Kritik

"The Lost Daughter - Frau im Dunkeln": Die Opfer der Selbstverwirklichung

Das Regiedebüt von Maggie Gyllenhaal: "The Lost Daughter - Frau im Dunkeln" nach Elena Ferrante.
von  Adrian Prechtel
In Olivia Colman als Leda kommen auf einer griechischen Insel ihr bisher unbekannte Gefühlen hoch.
In Olivia Colman als Leda kommen auf einer griechischen Insel ihr bisher unbekannte Gefühlen hoch. © Netflix

Dieser Film hat mehrere Verwandlungen durchgemacht. Die italienische Bestsellerautorin Elena Ferrante beschrieb in "Frau im Dunkeln" eine italienische Professorin, die - längst geschieden - an einem süditalienischen Urlaubsstrand mit einer anderen, jüngeren Großfamilie konfrontiert wird.
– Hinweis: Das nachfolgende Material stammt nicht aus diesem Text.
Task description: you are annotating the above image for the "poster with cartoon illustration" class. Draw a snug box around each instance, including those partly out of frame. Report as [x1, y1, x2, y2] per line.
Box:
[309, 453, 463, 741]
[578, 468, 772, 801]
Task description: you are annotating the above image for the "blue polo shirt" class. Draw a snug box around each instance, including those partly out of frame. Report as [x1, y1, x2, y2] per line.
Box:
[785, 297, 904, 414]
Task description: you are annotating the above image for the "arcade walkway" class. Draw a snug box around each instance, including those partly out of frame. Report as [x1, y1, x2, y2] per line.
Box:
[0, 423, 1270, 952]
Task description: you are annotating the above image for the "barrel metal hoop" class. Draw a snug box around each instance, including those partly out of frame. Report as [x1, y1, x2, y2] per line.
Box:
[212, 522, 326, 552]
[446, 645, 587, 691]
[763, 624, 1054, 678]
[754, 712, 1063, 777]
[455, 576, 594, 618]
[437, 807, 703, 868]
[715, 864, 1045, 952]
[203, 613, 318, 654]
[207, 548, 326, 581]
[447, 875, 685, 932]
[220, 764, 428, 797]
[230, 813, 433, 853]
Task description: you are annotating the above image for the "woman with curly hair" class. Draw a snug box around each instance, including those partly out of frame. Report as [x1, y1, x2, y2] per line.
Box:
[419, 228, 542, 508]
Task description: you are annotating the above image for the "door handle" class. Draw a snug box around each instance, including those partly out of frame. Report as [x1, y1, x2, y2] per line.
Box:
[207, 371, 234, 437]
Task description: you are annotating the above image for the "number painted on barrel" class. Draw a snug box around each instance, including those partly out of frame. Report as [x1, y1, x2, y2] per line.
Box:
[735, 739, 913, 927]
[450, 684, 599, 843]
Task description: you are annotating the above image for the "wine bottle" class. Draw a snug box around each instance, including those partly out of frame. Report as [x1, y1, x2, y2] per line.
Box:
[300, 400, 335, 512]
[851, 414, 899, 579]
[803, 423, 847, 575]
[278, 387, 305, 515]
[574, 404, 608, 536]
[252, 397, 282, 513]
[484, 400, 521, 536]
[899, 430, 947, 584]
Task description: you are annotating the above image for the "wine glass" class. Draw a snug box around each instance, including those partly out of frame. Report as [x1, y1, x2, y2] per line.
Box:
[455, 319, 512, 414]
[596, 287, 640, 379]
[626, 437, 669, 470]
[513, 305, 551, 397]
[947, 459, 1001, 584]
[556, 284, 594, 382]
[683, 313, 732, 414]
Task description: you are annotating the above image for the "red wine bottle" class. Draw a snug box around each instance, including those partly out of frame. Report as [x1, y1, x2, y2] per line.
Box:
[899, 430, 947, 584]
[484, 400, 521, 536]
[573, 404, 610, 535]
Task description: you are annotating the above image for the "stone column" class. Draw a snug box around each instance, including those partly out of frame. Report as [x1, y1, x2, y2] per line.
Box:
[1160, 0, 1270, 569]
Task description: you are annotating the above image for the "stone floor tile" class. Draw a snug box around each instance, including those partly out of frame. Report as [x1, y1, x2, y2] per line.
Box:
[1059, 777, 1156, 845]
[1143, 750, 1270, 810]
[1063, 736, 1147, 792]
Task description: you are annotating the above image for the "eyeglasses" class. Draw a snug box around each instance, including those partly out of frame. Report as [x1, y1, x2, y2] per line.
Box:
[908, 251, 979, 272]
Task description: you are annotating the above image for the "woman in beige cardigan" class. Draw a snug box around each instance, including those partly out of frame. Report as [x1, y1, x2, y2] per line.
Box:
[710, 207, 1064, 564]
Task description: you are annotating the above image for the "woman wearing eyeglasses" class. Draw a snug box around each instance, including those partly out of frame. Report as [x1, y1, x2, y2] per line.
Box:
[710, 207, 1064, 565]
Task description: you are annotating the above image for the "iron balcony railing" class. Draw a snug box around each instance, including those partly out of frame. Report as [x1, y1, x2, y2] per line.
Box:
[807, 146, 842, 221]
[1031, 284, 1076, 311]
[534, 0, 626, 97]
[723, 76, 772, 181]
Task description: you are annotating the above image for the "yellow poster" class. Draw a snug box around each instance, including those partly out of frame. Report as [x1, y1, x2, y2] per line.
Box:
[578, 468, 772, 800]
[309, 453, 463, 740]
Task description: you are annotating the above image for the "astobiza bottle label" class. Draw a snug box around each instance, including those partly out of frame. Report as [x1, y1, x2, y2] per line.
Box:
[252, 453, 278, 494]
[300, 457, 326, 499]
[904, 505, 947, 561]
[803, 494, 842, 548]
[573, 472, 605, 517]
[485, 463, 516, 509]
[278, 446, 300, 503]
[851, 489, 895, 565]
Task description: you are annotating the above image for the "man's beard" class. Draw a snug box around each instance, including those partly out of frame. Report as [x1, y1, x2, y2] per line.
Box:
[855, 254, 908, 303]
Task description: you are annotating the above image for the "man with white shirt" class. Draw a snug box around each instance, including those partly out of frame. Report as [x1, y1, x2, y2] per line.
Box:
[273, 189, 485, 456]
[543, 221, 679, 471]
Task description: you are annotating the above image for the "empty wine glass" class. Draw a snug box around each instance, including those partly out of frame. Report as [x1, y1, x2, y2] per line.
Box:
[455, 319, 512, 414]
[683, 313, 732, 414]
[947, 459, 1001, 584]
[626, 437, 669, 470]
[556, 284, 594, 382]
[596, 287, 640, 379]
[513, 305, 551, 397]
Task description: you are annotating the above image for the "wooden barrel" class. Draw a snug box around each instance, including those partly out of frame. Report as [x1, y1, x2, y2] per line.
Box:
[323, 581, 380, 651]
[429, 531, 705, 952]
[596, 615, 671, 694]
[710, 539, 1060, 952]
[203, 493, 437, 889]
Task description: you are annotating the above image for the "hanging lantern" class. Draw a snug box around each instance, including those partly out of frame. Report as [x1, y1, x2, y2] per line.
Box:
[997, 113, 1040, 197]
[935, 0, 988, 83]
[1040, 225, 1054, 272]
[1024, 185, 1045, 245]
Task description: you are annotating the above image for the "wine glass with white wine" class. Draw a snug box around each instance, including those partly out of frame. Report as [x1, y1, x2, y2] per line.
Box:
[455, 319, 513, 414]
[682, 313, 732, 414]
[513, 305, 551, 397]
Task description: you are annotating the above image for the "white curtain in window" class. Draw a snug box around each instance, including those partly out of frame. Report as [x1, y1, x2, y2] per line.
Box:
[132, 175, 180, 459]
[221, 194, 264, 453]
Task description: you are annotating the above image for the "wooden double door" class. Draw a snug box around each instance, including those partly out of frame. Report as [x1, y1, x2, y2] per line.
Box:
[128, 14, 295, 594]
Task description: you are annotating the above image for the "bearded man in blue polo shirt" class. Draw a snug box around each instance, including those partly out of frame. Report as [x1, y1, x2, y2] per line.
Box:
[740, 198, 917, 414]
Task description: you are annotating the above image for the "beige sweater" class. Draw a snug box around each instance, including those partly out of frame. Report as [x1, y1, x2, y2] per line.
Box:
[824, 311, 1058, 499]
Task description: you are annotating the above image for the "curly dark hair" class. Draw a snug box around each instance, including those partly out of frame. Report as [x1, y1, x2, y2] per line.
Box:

Das bringt die Frau zum Reflektieren über ihre Rolle als Mutter und ihre Entscheidung vor zwanzig Jahren, ihrer Berufung als Literaturwissenschaftlerin zu folgen, den Karrieresprung zu wagen - auch hin zu einem anderen Mann, einem Dozenten, mit dem sie sich intellektuell verstand. Es ist eine Auseinandersetzung über das Schuldgefühl, die Töchter als Kinder alleingelassen zu haben und die Frage, ob das je wieder gut zu machen war - auch sich selbst gegenüber.

Schauplatz-Suche: Von der US-Ostküste über England nach Griechenland

Elena Ferrante hat - auf deren Anfrage - der Schauspielerin Maggie Gyllenhaal den Stoff anvertraut, als deren Regiedebüt. Und weil Gyllenhaal Amerikanerin ist, sollte alles an der US-Ostküste spielen. Als aber Olivia Colman als Literaturprofessorin ins Spiel kam, war klar, dass die Hauptperson eine Engländerin würde. Und als Corona alle Planungen zunichtezumachen drohte, beschloss Gyllenhaal wegen geringer Inzidenzen dort, die Geschichte auf einer griechischen Insel spielen zu lassen, auf der die Crew geschlossen in Quarantäne ging.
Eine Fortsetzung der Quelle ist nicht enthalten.